(2) whether loss of data obtained from the national DNA database has been reported by any organisation which has access to (a) the database and (b) data from the database.
Direct access to information on the National DNA Database (NDNAD) is restricted to a limited number of designated personnel under the control of the National Policing Improvement Agency (NPIA), either directly, or under a contract awarded to the Forensic Science Service (FSS) for operation and maintenance of the NDNAD and development of its IT systems. Throughout the lifetime of the contract, the FSS are required to demonstrate compliance with specified security requirements. Police and law enforcement personnel do not have access to the information on the NDNAD, but receive reports from the NDNAD Delivery Unit of matches between DNA taken from crime scenes and that taken from individuals.
In relation to those NPIA and FSS staff, there has been one instance of unauthorised use of the database during the last five years. This involved a contractor working for the FSS who was found to have used an administrator account on the IT system rather than his own. Following an investigation by the NPIA, no evidence of any improper access to database records was found. However, as use of the administrator account was in contravention of security procedures, the individual was removed from further work on the database. No incidents of unauthorised or improper use of match reports by police and law enforcement personnel have been reported to the NDNAD in the last five years.
Since the NDNAD was set up in 1995, two instances of loss of data have been reported. These took place in February 2009 when the FSS faxed DNA reports intended for two police forces to incorrect fax numbers. In both instances, the faxes were either retrieved by the police or destroyed within 36 hours of the event. A thorough investigation was undertaken by the NPIA and reported to the Home Office. No evidence was found of any malicious intent by any individual.
As a result of the investigation into this incident, an existing project to replace use of fax was accelerated. As from 17 April 2009, fax has no longer been used to transmit any DNA reports to forces. They are now sent in line with Cabinet Office guidance over a secure network either by email or as a web service on a secure network.

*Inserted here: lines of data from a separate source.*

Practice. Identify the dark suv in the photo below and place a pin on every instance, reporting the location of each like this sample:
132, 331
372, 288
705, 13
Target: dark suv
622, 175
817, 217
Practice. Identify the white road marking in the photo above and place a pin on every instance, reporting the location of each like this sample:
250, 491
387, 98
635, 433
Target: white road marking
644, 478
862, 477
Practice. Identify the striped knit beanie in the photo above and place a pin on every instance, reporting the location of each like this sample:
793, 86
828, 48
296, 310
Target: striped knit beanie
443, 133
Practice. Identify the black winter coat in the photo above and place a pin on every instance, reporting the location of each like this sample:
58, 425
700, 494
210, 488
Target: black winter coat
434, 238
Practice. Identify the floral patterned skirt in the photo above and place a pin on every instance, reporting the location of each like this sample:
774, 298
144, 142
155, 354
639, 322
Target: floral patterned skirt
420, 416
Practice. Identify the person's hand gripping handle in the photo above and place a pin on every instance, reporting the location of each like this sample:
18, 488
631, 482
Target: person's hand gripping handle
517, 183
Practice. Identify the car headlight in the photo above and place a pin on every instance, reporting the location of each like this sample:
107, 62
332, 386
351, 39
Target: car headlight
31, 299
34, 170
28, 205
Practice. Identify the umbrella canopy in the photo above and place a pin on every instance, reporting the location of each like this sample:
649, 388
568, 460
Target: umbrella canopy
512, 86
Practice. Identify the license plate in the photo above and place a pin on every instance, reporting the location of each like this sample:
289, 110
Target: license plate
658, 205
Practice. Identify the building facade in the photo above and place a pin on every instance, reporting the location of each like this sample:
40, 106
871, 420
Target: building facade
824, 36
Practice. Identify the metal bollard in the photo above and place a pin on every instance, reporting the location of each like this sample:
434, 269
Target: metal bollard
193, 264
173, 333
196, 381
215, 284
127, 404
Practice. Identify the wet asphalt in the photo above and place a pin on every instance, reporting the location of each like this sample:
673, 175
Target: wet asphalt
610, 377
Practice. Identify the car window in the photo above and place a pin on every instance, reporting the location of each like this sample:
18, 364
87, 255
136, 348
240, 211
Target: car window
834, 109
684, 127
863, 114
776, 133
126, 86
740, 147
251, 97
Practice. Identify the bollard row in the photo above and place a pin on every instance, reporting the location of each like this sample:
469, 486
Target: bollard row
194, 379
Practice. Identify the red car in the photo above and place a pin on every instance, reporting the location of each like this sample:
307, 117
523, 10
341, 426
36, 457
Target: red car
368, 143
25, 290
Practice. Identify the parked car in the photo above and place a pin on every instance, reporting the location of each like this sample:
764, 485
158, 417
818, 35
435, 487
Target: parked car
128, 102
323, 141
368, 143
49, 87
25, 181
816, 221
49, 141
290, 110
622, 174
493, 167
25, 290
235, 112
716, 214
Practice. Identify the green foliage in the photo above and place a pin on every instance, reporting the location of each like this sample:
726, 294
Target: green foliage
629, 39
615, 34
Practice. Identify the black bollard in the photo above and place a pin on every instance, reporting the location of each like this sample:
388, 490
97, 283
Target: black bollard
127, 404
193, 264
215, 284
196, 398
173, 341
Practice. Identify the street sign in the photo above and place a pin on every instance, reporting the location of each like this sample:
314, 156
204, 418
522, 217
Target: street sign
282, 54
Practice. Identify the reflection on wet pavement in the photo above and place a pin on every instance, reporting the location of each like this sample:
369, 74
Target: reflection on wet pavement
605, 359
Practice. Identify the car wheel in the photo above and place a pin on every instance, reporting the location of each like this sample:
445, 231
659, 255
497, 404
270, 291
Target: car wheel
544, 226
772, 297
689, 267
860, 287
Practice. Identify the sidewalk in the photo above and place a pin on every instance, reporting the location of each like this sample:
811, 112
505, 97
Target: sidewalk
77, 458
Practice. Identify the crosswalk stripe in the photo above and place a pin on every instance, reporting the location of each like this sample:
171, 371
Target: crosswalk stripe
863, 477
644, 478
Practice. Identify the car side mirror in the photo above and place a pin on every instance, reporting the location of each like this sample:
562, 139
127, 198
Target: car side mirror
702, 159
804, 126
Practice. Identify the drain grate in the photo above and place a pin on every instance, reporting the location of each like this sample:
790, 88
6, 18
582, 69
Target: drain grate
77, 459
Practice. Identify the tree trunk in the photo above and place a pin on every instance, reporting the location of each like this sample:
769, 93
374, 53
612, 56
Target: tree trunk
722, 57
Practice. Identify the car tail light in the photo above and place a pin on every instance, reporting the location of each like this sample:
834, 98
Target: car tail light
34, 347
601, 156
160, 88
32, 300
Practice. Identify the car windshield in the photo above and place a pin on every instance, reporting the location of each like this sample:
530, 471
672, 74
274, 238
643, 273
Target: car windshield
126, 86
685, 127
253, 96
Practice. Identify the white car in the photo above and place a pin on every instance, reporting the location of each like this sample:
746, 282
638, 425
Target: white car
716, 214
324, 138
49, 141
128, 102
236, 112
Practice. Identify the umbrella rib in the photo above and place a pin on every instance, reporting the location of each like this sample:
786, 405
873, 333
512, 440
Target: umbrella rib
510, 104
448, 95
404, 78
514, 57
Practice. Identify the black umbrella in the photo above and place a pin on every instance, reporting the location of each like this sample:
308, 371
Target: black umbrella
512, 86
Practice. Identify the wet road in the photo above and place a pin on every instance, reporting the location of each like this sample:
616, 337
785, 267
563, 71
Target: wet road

[holding answer 2 July 2009]: Requests for the release of data or samples relating to the DNA profiles held on the National DNA Database (NDNAD) must be approved by the NDNAD Strategy Board. Requests are also considered by the NDNAD Ethics Group, which makes recommendations to the Board on whether the request should be approved. The Police and Criminal Evidence Act 1984 (PACE) lays down that DNA samples and the profiles derived from them can only be used for the purposes of prevention and detection of crime, the investigation of an offence, the conduct of a prosecution or, since April 2005, for the purposes of identifying a deceased person. In accordance with these requirements, the Board does not approve any research unless it has clear operational benefit to the police.
Details of requests from commercial organisations for data or samples relating to profiles held on the NDNAD which have been approved by the NDNAD Strategy Board in each of the last three years and in 2009 to date can be found in the following table. No requests from research organisations have been approved during this time. The information provided from the NDNAD was anonymised (i.e. no details enabling individuals to be identified were supplied to the commercial organisations).
Details of request 2006-07 Data requested by Cellmark Forensic Services to enable the further development of familial searching software. Data requested by LGC Forensics to enable the further development of familial searching software. Samples requested by LGC Forensics to enable the validation of a system to provide confirmation of rarely found types of DNA. Permission requested by Cellmark Forensic Services to provide profiles held by Cellmark to Cybergenetics. 2007-08 No requests approved 2008-09 No requests approved 2009-101 No requests approved 1 As at 30 June 2009
Fingerprints records are currently retained indefinitely on IDENT1 (the national fingerprint database) for persons arrested for a recordable offence, whether or not subject to a conviction or acquittal or no further action. Proposals on future retention policy are set out in the public consultation paper ‘Keeping the right people on the DNA Database’ published on 7 May 2009.
I refer the hon. Member to the reply I gave him on 30 June 2009, Official Report, column 165W.